Individuals with Alcohol Dependence
Plasma PLP concentrations are usually very low in individuals with alcohol dependence. Alcohol produces acetaldehyde, which decreases net PLP formation by cells and competes with PLP in protein binding. Consequently, the PLP in cells is much more susceptible to hydrolysis by membrane-bound phosphatase. Individuals with alcohol dependence might take advantage of pyridoxine supplementation.
Vitamin B6 will come in multivitamins, in supplements containing other B complex vitamins, and like a stand-alone supplement. The most common vitamin B6 vitamer in supplements is pyridoxine (as pyridoxine hydrochloride [HCl]), although some supplements contain PLP. Vitamin B6 supplements can be found in oral capsules or tablets (including sublingual and chewable tablets) and liquids. Absorption of vitamin B6 from supplements is comparable to that from food sources and doesn’t differ substantially one of the various forms of supplements.
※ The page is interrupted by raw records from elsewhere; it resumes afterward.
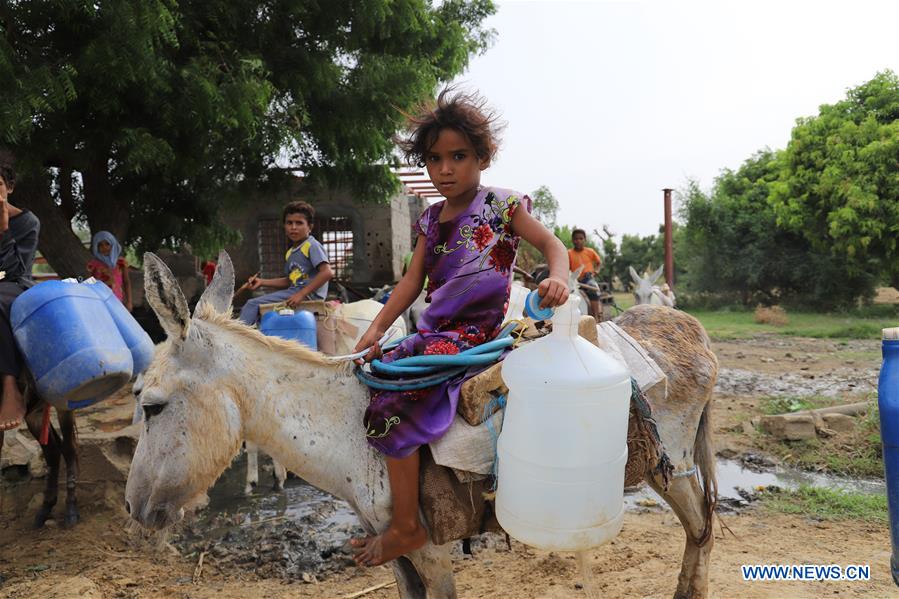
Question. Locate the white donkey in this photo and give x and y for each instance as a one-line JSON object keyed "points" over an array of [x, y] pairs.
{"points": [[647, 292], [216, 382]]}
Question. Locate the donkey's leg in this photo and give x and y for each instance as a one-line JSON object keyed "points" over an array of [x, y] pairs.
{"points": [[409, 584], [70, 453], [686, 498], [51, 451], [280, 473], [252, 468], [435, 568]]}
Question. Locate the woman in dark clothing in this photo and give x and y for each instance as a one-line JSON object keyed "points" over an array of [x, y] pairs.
{"points": [[18, 243]]}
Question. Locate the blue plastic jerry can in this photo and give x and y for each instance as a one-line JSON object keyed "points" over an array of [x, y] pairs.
{"points": [[70, 343], [136, 338], [888, 402], [290, 324]]}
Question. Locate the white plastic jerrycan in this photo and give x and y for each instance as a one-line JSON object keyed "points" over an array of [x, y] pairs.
{"points": [[563, 446]]}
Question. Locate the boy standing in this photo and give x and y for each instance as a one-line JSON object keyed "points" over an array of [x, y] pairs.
{"points": [[18, 243], [307, 270], [590, 260]]}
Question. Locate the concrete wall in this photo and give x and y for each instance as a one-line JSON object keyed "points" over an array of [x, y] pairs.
{"points": [[381, 232]]}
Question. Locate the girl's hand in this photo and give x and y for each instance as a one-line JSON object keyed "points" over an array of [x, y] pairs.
{"points": [[294, 300], [553, 291], [370, 340]]}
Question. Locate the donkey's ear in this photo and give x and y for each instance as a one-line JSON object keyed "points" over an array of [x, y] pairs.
{"points": [[165, 297], [220, 292]]}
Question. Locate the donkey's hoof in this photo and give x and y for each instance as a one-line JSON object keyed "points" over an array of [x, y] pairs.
{"points": [[43, 514], [72, 518]]}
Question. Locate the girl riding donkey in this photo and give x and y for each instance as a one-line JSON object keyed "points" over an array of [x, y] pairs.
{"points": [[466, 247]]}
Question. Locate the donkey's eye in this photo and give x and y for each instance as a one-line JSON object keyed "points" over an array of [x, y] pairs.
{"points": [[153, 409]]}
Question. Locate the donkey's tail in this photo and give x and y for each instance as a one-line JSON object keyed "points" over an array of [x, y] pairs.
{"points": [[704, 457]]}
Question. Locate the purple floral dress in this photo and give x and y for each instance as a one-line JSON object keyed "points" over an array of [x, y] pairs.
{"points": [[468, 261]]}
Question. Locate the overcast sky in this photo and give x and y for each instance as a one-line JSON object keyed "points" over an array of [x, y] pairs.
{"points": [[609, 102]]}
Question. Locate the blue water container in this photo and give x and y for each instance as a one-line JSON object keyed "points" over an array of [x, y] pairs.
{"points": [[70, 343], [287, 324], [888, 402], [136, 338]]}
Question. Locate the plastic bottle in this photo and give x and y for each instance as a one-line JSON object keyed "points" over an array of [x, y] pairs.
{"points": [[888, 402], [563, 447]]}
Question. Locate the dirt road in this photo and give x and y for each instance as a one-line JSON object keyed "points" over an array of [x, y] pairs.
{"points": [[101, 558]]}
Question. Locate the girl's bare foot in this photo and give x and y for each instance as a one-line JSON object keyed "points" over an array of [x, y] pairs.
{"points": [[12, 409], [389, 545]]}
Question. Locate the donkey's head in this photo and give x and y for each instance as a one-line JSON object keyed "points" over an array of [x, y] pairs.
{"points": [[191, 415], [643, 286]]}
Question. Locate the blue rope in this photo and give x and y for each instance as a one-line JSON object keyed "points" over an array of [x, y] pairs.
{"points": [[493, 406], [434, 369]]}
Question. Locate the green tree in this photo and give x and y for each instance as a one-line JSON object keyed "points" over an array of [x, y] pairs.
{"points": [[545, 206], [641, 252], [837, 186], [135, 116], [730, 243]]}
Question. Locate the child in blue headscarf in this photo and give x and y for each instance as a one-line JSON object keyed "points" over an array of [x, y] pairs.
{"points": [[109, 266]]}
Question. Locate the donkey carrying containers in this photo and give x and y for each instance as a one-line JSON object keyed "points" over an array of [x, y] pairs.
{"points": [[215, 383]]}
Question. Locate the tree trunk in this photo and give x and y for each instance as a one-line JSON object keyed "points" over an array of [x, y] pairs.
{"points": [[58, 243]]}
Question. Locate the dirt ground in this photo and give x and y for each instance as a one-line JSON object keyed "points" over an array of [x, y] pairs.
{"points": [[103, 557]]}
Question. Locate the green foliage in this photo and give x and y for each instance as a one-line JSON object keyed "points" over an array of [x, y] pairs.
{"points": [[643, 253], [545, 206], [837, 185], [153, 108], [731, 244], [786, 404], [740, 323], [827, 504]]}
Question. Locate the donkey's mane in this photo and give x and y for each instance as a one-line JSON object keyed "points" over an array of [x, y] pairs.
{"points": [[284, 347]]}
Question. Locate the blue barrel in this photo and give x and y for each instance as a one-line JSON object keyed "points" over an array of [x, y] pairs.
{"points": [[287, 324], [888, 401], [136, 338], [70, 343]]}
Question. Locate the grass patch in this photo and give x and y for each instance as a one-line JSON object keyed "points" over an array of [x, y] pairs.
{"points": [[740, 324], [787, 404], [855, 453], [826, 504]]}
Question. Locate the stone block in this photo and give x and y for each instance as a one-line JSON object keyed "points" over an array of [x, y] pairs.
{"points": [[789, 427], [839, 422]]}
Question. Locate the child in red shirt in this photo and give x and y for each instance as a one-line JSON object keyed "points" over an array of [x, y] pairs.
{"points": [[582, 256]]}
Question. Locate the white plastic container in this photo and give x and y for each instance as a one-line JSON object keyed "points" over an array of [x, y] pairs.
{"points": [[517, 297], [353, 319], [563, 445]]}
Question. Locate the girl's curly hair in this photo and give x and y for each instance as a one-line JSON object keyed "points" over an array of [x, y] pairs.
{"points": [[466, 113]]}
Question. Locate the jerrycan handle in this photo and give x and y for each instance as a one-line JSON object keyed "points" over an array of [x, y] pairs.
{"points": [[565, 318], [533, 310]]}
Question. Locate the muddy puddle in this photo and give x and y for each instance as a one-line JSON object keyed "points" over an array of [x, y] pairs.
{"points": [[302, 533], [840, 381], [293, 534]]}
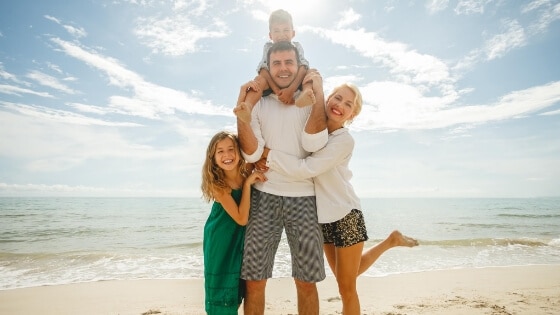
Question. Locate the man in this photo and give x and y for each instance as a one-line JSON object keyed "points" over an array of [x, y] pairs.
{"points": [[281, 202]]}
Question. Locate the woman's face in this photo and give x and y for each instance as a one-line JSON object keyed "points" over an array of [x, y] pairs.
{"points": [[341, 106]]}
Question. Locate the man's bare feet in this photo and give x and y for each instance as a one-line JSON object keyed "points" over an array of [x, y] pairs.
{"points": [[398, 239], [243, 112], [307, 97]]}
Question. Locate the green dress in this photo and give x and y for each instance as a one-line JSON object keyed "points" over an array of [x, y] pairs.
{"points": [[223, 254]]}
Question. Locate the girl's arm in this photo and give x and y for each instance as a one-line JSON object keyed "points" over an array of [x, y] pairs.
{"points": [[239, 213]]}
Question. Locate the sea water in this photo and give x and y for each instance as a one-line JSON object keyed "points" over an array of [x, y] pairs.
{"points": [[47, 241]]}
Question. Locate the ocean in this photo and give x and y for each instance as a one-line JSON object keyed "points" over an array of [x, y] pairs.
{"points": [[49, 241]]}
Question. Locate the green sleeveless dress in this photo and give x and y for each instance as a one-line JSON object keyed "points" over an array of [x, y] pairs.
{"points": [[223, 254]]}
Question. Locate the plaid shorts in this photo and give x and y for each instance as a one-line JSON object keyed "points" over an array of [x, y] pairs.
{"points": [[347, 231], [269, 216]]}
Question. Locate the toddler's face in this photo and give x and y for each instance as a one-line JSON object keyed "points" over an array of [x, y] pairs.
{"points": [[281, 32]]}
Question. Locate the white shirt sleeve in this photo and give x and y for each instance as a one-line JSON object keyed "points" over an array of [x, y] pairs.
{"points": [[336, 150]]}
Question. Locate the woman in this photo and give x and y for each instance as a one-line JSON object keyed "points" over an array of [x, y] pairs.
{"points": [[338, 206]]}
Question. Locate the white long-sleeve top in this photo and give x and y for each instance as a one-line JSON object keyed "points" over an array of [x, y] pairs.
{"points": [[281, 128], [329, 168]]}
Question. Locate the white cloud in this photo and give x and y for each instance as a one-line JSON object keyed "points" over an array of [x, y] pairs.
{"points": [[176, 35], [407, 65], [61, 116], [435, 6], [549, 15], [49, 81], [513, 37], [389, 105], [148, 100], [77, 32], [468, 7], [348, 17], [14, 90]]}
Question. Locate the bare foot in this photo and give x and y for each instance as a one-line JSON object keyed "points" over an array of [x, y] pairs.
{"points": [[243, 112], [397, 239], [307, 97]]}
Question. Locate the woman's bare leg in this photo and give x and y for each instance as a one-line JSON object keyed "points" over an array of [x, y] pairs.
{"points": [[394, 239], [347, 265]]}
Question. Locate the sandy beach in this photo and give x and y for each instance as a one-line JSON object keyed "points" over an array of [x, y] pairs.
{"points": [[496, 290]]}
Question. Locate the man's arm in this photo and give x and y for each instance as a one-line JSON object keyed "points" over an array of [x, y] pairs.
{"points": [[247, 139], [317, 121]]}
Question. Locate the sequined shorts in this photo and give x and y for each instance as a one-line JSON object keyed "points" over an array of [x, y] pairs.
{"points": [[347, 231]]}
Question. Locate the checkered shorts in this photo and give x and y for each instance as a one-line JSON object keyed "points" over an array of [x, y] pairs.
{"points": [[269, 216], [347, 231]]}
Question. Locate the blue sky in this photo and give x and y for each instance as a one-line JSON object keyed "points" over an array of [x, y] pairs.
{"points": [[120, 98]]}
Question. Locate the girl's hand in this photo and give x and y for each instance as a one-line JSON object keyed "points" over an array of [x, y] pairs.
{"points": [[313, 76], [256, 176], [260, 165]]}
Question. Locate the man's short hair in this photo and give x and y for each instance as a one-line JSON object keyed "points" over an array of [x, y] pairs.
{"points": [[282, 46]]}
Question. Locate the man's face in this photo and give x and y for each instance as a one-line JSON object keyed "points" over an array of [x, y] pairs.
{"points": [[283, 67]]}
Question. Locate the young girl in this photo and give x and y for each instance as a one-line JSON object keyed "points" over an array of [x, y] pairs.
{"points": [[226, 180], [338, 207]]}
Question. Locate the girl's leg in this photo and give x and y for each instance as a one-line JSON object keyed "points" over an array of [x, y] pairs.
{"points": [[330, 254]]}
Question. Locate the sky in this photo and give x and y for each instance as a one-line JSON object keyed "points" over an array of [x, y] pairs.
{"points": [[121, 97]]}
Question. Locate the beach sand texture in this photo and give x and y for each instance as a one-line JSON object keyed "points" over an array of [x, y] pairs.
{"points": [[493, 290]]}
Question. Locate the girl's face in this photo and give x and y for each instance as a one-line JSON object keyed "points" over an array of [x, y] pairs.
{"points": [[341, 106], [226, 156]]}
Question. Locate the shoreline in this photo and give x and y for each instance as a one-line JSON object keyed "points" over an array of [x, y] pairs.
{"points": [[532, 289]]}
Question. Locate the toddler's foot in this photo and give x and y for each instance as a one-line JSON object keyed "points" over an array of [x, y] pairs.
{"points": [[307, 97], [243, 112]]}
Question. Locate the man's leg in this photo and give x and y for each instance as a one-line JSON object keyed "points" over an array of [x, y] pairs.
{"points": [[254, 297], [308, 298]]}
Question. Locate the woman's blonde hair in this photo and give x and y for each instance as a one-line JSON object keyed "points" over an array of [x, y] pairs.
{"points": [[213, 177], [357, 99]]}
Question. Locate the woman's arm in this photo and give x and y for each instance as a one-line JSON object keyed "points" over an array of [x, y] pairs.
{"points": [[335, 152]]}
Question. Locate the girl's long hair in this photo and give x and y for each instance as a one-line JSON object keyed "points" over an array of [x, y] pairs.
{"points": [[213, 177]]}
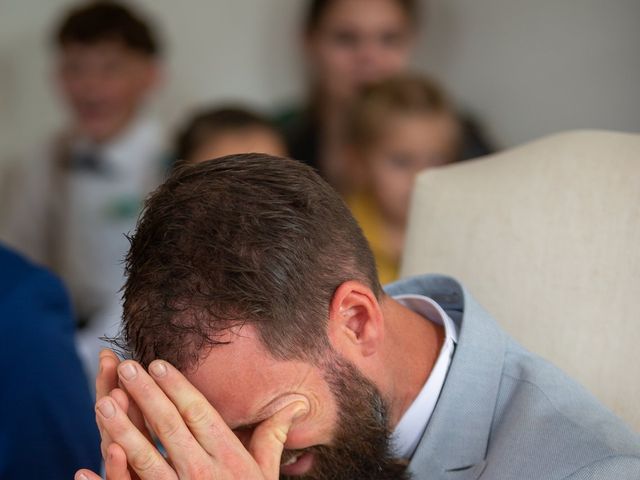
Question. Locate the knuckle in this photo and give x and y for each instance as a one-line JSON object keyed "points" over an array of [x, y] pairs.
{"points": [[195, 413], [142, 461], [198, 470], [167, 428]]}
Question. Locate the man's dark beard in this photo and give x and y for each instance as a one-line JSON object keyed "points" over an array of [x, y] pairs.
{"points": [[362, 447]]}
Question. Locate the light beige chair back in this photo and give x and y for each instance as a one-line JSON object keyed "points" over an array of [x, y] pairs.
{"points": [[547, 237]]}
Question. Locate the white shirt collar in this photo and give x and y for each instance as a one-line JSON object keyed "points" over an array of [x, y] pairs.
{"points": [[413, 423]]}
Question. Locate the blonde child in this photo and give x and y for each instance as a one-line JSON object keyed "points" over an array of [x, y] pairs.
{"points": [[397, 128]]}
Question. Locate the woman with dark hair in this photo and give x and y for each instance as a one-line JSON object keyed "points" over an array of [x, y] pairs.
{"points": [[349, 44]]}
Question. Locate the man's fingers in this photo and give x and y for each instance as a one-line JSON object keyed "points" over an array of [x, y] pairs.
{"points": [[141, 455], [107, 378], [85, 474], [106, 381], [207, 426], [116, 466], [163, 417], [269, 437]]}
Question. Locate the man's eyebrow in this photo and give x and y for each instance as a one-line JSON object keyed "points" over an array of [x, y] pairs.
{"points": [[261, 415]]}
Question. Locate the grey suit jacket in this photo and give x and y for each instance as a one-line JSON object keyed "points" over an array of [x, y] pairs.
{"points": [[505, 413]]}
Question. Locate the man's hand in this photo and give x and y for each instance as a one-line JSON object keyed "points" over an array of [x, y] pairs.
{"points": [[198, 442], [107, 384]]}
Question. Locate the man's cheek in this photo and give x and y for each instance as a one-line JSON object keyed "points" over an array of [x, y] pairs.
{"points": [[308, 434]]}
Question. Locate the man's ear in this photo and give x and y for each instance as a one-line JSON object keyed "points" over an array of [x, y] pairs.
{"points": [[356, 323]]}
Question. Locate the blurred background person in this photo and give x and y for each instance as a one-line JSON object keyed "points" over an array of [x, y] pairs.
{"points": [[47, 425], [225, 130], [349, 44], [396, 128], [80, 197]]}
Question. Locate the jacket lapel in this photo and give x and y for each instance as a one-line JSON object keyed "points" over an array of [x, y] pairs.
{"points": [[454, 444]]}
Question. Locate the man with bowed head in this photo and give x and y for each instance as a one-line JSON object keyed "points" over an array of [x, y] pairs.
{"points": [[265, 348]]}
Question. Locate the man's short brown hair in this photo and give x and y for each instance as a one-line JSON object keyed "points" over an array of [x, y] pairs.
{"points": [[247, 238]]}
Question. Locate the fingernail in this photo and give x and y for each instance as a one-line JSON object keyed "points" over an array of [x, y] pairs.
{"points": [[106, 408], [128, 371], [159, 369]]}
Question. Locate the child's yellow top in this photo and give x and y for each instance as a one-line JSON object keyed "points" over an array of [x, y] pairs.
{"points": [[364, 211]]}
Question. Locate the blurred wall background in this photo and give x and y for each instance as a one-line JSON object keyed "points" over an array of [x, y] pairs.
{"points": [[525, 68]]}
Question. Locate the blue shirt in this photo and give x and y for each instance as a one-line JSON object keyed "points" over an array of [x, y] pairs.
{"points": [[47, 424]]}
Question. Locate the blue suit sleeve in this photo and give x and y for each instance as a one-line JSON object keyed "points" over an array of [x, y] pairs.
{"points": [[47, 423]]}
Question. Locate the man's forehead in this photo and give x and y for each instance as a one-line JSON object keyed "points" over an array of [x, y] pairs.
{"points": [[242, 380]]}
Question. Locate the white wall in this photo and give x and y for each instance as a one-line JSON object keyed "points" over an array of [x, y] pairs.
{"points": [[526, 67], [533, 67]]}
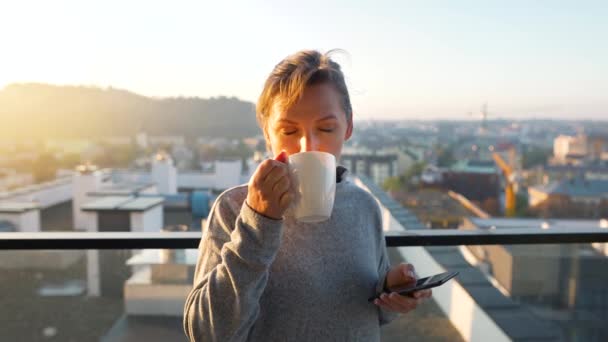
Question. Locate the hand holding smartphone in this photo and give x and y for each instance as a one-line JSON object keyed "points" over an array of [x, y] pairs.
{"points": [[422, 284]]}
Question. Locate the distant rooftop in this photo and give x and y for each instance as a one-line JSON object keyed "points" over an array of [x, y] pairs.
{"points": [[577, 187], [126, 203], [17, 207], [122, 189], [474, 166], [499, 223]]}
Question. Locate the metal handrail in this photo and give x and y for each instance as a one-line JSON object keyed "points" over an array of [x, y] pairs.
{"points": [[177, 240]]}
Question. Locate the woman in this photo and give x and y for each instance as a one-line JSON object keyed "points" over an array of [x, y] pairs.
{"points": [[261, 275]]}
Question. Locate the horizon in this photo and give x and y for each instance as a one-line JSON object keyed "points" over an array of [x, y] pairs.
{"points": [[431, 60]]}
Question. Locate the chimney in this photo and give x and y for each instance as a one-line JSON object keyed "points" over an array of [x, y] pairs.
{"points": [[86, 179], [164, 174]]}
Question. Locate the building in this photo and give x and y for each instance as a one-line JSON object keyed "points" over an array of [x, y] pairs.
{"points": [[565, 284], [576, 197], [377, 167], [478, 181]]}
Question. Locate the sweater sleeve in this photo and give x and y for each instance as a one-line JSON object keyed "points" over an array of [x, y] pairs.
{"points": [[235, 254], [384, 265], [385, 317]]}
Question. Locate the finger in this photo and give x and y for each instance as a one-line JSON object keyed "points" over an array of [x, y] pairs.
{"points": [[262, 171], [278, 171], [423, 294], [281, 185], [403, 303], [282, 157], [387, 303], [285, 200], [408, 270]]}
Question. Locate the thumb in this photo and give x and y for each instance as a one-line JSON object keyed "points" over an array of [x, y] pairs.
{"points": [[282, 157]]}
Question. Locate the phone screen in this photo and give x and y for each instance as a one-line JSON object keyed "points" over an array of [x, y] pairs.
{"points": [[423, 283]]}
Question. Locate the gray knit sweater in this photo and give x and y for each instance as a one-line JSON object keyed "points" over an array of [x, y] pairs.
{"points": [[259, 279]]}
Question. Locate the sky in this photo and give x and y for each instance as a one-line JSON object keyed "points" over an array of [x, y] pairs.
{"points": [[404, 60]]}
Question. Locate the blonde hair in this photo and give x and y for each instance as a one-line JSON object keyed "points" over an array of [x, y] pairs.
{"points": [[288, 80]]}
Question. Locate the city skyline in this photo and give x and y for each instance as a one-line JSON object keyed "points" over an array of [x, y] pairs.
{"points": [[404, 61]]}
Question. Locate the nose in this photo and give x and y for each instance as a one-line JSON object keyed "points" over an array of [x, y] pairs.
{"points": [[308, 143]]}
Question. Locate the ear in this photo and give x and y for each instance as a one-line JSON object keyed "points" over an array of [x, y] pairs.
{"points": [[349, 129]]}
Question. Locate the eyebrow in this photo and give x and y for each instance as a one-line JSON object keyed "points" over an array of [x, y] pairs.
{"points": [[287, 121]]}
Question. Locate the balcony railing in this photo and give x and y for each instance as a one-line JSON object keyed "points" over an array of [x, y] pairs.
{"points": [[437, 237], [523, 303]]}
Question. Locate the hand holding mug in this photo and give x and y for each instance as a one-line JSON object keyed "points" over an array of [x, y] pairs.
{"points": [[269, 190]]}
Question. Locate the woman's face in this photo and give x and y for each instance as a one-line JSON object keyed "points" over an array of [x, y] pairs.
{"points": [[317, 122]]}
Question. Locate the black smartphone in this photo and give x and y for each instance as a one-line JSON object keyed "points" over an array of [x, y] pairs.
{"points": [[422, 284]]}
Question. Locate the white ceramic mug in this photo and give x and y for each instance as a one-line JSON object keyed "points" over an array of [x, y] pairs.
{"points": [[313, 175]]}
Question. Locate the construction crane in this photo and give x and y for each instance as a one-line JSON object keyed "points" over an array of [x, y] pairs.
{"points": [[509, 174]]}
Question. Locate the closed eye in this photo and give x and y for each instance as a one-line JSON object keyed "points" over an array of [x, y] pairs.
{"points": [[289, 132]]}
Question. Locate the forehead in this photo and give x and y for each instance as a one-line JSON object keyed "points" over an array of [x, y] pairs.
{"points": [[317, 102]]}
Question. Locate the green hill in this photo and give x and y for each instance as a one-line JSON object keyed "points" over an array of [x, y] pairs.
{"points": [[39, 111]]}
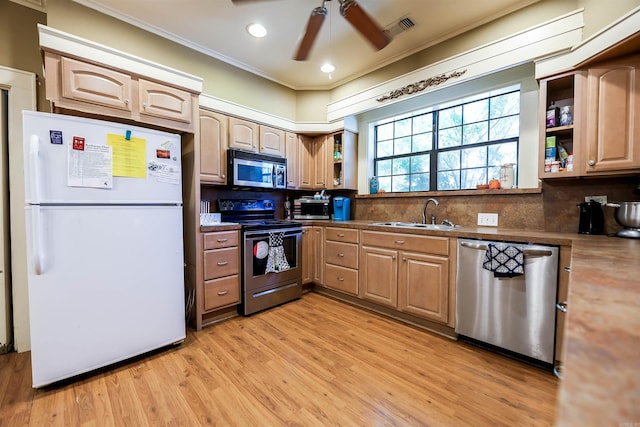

Even though body absorbs large pharmacological doses of vitamin B6 well, it quickly eliminates the majority of the vitamin in the urine.
About 28%-36% from the general population uses supplements containing vitamin B6. Adults aged 51 years or older and children younger than 9 are more inclined than members of other age ranges to take supplements containing vitamin B6.